Alcohol’s slow-down effect on your brain can make you drowsy, so you may doze off more easily. But you won’t sleep well. Your body processes alcohol throughout the night. Once the effects wear off, it leaves you tossing and turning. You don’t get that good REM sleep your body needs to feel restored. And you’re more likely to have nightmares and vivid dreams. You’ll also probably wake up more often for trips to the bathroom.
More Stomach Acid
Booze irritates the lining of your stomach and makes your digestive juices flow.
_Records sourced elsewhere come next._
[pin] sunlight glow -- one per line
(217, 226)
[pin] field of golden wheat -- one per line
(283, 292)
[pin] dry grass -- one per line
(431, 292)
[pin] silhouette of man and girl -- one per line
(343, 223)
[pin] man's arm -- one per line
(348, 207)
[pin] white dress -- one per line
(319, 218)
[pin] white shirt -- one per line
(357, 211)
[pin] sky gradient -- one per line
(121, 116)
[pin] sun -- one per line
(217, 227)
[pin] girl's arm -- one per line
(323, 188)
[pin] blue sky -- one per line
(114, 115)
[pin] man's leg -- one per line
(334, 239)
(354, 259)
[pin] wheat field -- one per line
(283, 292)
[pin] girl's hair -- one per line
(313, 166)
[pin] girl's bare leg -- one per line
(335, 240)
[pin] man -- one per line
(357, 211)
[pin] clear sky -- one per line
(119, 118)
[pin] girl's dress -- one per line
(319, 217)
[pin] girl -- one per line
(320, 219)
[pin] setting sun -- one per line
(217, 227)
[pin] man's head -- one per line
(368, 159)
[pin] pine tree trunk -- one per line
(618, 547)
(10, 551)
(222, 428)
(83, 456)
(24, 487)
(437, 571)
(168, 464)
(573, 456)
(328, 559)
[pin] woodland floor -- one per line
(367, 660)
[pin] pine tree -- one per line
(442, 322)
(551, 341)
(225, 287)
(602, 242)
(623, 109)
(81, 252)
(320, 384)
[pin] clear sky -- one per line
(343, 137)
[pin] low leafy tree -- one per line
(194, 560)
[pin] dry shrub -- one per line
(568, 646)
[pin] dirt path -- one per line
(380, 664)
When enough acid and alcohol build up, you get nauseated and you may throw up. Years of heavy drinking can cause painful sores called ulcers in your stomach. And high levels of stomach juices mean you won’t feel hungry. That’s one reason long-term drinkers often don’t get all the nutrients they need.
Diarrhea and Heartburn
Your small intestine and colon get irritated, too. Alcohol throws off the normal speed that food moves through them. That’s why hard drinking can lead to diarrhea, which can turn into a long-term problem. It also makes heartburn more likely – it relaxes the muscle that keeps acid out of your esophagus, the tube that connects your mouth and stomach.
An Offbeat Heart
One night of binge drinking can jumble the electrical signals that keep your heart’s rhythm steady. If you do it for years, you can make those changes permanent. And, alcohol can literally wear your heart out. Over time, it causes heart muscles to droop and stretch, like an old rubber band. It can’t pump blood as well, and that impacts every part of your body.